President Obama doesn’t like to talk about how he uses drones to kill suspected militants — including American citizens. Explanations about who gets picked for remote-control death and who does the picking are left to underlings and aides. Just a few days ago, for example, Obama blew off a local Cincinnati television reporter who asked the president about his “kill list.”
On Wednesday, however, CNN’s Jessica Yellin managed to get Obama to open up, just a little, about his criteria for approving drone attacks. His comments may have been the president’s most extensive so far on robot warfare. They were also total baloney, outside experts say.
As the Bureau of Investigative Journalism notes, Obama told CNN that a terror suspect had to pass five tests before the administration would allow him to be taken out by a drone. “Drones are one tool that we use, and our criteria for using them is very tight and very strict,” the president said.
1 “It has to be a target that is authorised by our laws.”
2 “It has to be a threat that is serious and not speculative.”
3 “It has to be a situation in which we can’t capture the individual before they move forward on some sort of operational plot against the United States.”
4 “We’ve got to make sure that in whatever operations we conduct, we are very careful about avoiding civilian casualties.”
5 “That while there is a legal justification for us to try and stop [American citizens] from carrying out plots … they are subject to the protections of the Constitution and due process.”
At least two of those five points appear to be half-truths at best. In both Yemen and Pakistan, the CIA is allowed to launch a strike based on the target’s “signature” — that is, whether he appears to look and act like a terrorist. As senior U.S. officials have repeatedly confirmed, intelligence analysts don’t even have to know the target’s name, let alone whether he’s planning to attack the U.S. In some cases, merely being a military-aged male at the wrong place at the wrong time is enough to justify your death.
“What I found most striking was his claim that legitimate targets are a ‘threat that is serious and not speculative,’ and engaged in ‘some operational plot against the United States,’ That is simply not true,” emails the Council on Foreign Relations’ Micah Zenko, who has tracked the drone war as closely as any outside analyst. “The claim that the 3,000+ people killed in roughly 375 nonbattlefield targeted killings were all engaged in actual operational plots against the U.S. defies any understanding of the scope of what America has been doing for the past ten years.”
A third point — that an American citizen is given the “protections of the Constitution” before he’s approved for unmanned killing — is dubious. Yes, there is a process that the White House uses to vet proposed drone targets. Several government officials review a suspected terrorist’s dossier before an attack on that person is okayed. This is an internal review by presidential aides, not subject to any kind of independent authority, and obviously not one in which a target’s representatives can contest the case. It’s enough to condemn someone to death.

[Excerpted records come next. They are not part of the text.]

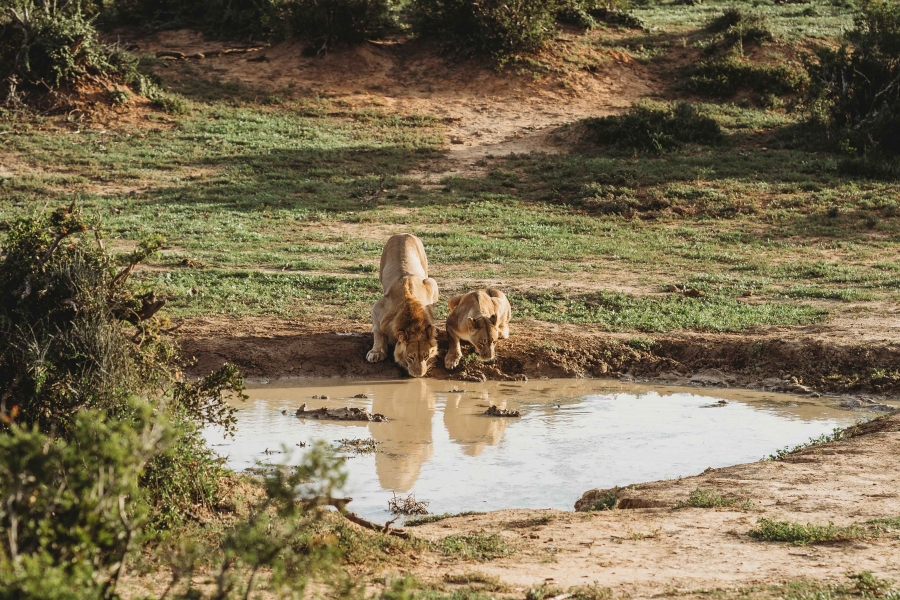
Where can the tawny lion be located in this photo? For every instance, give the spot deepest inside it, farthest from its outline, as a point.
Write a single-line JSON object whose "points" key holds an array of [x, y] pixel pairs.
{"points": [[481, 318], [404, 316]]}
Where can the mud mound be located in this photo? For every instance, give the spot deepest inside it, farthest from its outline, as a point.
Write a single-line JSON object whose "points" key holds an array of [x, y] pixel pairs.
{"points": [[782, 360], [487, 112]]}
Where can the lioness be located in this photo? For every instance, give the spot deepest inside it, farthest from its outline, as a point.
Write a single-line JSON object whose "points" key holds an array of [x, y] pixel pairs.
{"points": [[404, 316], [480, 318]]}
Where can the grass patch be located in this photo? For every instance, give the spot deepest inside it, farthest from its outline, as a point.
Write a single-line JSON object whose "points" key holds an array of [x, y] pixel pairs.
{"points": [[478, 546], [622, 312], [837, 435], [477, 581], [581, 592], [768, 530], [530, 523], [654, 127], [725, 77], [701, 498]]}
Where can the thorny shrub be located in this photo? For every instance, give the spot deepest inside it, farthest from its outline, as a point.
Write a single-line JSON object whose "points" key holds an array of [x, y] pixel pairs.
{"points": [[499, 28], [77, 333], [70, 509], [655, 127], [855, 89], [46, 47]]}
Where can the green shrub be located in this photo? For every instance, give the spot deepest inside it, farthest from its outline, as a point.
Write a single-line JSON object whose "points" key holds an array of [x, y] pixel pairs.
{"points": [[739, 27], [45, 46], [801, 535], [76, 333], [323, 22], [655, 127], [499, 28], [326, 22], [589, 13], [220, 19], [70, 509], [728, 75], [854, 90]]}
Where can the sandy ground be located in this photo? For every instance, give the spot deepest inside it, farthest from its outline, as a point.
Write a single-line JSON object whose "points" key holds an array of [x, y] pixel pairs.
{"points": [[815, 359], [659, 550]]}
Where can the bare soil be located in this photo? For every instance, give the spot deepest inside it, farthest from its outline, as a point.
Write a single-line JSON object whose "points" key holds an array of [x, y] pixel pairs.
{"points": [[651, 549], [814, 359]]}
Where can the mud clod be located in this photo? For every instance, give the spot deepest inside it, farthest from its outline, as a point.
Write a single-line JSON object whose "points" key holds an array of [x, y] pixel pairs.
{"points": [[493, 411], [348, 413]]}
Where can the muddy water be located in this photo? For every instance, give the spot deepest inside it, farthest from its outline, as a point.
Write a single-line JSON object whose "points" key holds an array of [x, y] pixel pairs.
{"points": [[573, 435]]}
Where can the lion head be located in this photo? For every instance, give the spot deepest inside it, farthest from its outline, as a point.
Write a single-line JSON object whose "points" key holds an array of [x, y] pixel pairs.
{"points": [[484, 333], [415, 351]]}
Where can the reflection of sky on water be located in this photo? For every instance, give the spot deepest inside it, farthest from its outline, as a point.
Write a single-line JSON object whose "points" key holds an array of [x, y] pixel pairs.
{"points": [[573, 435]]}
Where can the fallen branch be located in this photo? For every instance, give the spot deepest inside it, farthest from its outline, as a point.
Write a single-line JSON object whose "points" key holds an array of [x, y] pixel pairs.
{"points": [[341, 505], [201, 55]]}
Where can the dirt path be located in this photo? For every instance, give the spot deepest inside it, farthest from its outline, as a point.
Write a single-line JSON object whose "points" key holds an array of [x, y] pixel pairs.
{"points": [[658, 550], [485, 114], [815, 359]]}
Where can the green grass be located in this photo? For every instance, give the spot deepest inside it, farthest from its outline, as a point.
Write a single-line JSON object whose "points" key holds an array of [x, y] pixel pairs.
{"points": [[286, 198], [768, 530], [837, 435], [701, 498], [479, 546]]}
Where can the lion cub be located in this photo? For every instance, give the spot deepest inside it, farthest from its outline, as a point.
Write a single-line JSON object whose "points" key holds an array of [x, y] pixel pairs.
{"points": [[480, 318], [404, 316]]}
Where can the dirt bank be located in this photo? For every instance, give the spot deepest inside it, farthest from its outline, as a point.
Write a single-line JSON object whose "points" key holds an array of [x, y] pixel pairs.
{"points": [[796, 360], [660, 550]]}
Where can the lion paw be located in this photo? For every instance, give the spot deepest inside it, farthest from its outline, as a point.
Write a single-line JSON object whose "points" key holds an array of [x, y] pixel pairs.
{"points": [[451, 361]]}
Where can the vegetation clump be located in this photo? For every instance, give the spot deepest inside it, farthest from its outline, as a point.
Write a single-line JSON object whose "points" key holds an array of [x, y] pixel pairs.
{"points": [[726, 76], [769, 530], [499, 28], [48, 49], [701, 498], [737, 27], [855, 91], [655, 128], [478, 546]]}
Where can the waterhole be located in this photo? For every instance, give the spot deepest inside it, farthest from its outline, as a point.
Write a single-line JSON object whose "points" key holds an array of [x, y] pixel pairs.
{"points": [[573, 435]]}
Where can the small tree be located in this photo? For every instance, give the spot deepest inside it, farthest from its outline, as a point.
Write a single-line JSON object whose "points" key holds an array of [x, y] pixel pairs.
{"points": [[856, 88], [500, 28]]}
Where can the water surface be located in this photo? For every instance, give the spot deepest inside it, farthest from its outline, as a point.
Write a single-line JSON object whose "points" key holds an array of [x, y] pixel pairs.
{"points": [[573, 435]]}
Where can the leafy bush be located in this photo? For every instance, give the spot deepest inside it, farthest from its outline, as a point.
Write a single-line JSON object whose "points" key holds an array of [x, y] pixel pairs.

The Obama administration has argued that this is the same as the “due process of law” guaranteed in the Bill of Rights.
Legal scholars have found the argument flimsy — with no coherent standard of evidence that amounts to an instant death sentence, and no limits to where that sentence can be carried out. in a January Google Hangout — one of the few other times Obama has even mentioned the drone campaign — he said that targeting decisions were not managed by “a bunch of folks in a room somewhere just making decisions.” Actually, it appears to be something rather close to that.
When Yellin pressed further, asking Obama if he himself made the ultimate decisions about who should live and who should die, Obama demurred, saying, “I’ve got to be careful here. There are classified issues… I can’t get too deeply into how these things work.”
But, as Zenko notes, “that is total BS. The President has the authority to declassify anything. That authority was reaffirmed by the White House in one of its first executive orders,” issued in 2009. If the president felt like talking about the drone approval process, he could. Obama doesn’t have to leave the discussion up to unnamed officials, former subordinates, and authored leakers. He chooses to do so, presumably because the issues involved are so thorny.
Twice in the interview, Obama complained about “misreporting” by the media about the drone campaign. “A lot of what you read in the press that purports to be accurate isn’t always accurate,” Obama said. What he didn’t mention was his own role in perpetuating the confusion.